Neuer Werbefilm für Lübbenau/Spreewald

AG Stadtmarketing initiiert Dreh eines Imagefilmes ab Mai

Wenn ab Mai Schauspieler und Kameras in Lübbenau/Spreewald zu sehen sind, wird hier mit größter Wahrscheinlichkeit nicht mehr der neue Spreewaldkrimi gedreht, sondern ein Werbefilm für die Spreewaldstadt. Dieser soll zeigen, wie lebens- und liebenswert Lübbenau ist – sowohl als Wohnstandort als auch als touristisches Reiseziel. Impuls dafür kam aus der AG Stadtmarketing „Wir für Lübbenau“ – nicht zuletzt vor dem Hintergrund des vorherrschenden Fachkräftemangels, u.a. im Gastgewerbe sowie im medizinischen Bereich. 
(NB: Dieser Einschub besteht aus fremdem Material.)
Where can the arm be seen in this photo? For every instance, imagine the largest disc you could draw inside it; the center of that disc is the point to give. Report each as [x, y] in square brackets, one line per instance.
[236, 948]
„Im Imagefilm soll deutlich werden, wie nah Leben und Urlaub hier in Lübbenau verzahnt sind und welche Vorteile es hat, an einem Ort zu arbeiten, wo andere Urlaub machen“, erklärt Marketing-Experte Steven Schwerdtner, der das Film-Projekt begleitet. Um bei den Zuschauern einen einprägsamen Eindruck zu hinterlassen, soll der Film qualitativ sehr ansprechend werden. Die Filmdreh-Leistung wurde ausgeschrieben. Das Berliner Unternehmen Jakobs Medien GmbH hat ein umfassendes Angebot abgegeben und den Zuschlag erhalten. Es wird demnach die Produktion durchführen. Finanziert wird der Werbefilm von der Stadt Lübbenau/Spreewald, der WIS Woh-nungsbaugesellschaft sowie der Gemeinschaftlichen Wohnungsbaugenossenschaft (GWG). 

Durch alle Jahreszeiten hinweg will der Film die Zuschauer mitnehmen und zeigen, dass „Berufs- und Privatleben in einer Kleinstadt im Spreewald entschleunigter sind, als in einer Großstadt“, formuliert Hartmut Klauschk von der Stadt. Dass die Einwohner hier ebenso eine gute Infrastruktur vorfinden, daran arbeitet die Stadt seit Jahren. Kitas, Schulen, Kultur – alles ist vorhanden. Die Wohnungsunternehmen sorgen für den passenden Wohnraum. Auch die AG Stadtmarketing agiert mit Weitblick, um permanent Neuerungen zu schaffen. Nur so lasse sich das selbst ernannte Credo „Top of Spreewald“ erfüllen. 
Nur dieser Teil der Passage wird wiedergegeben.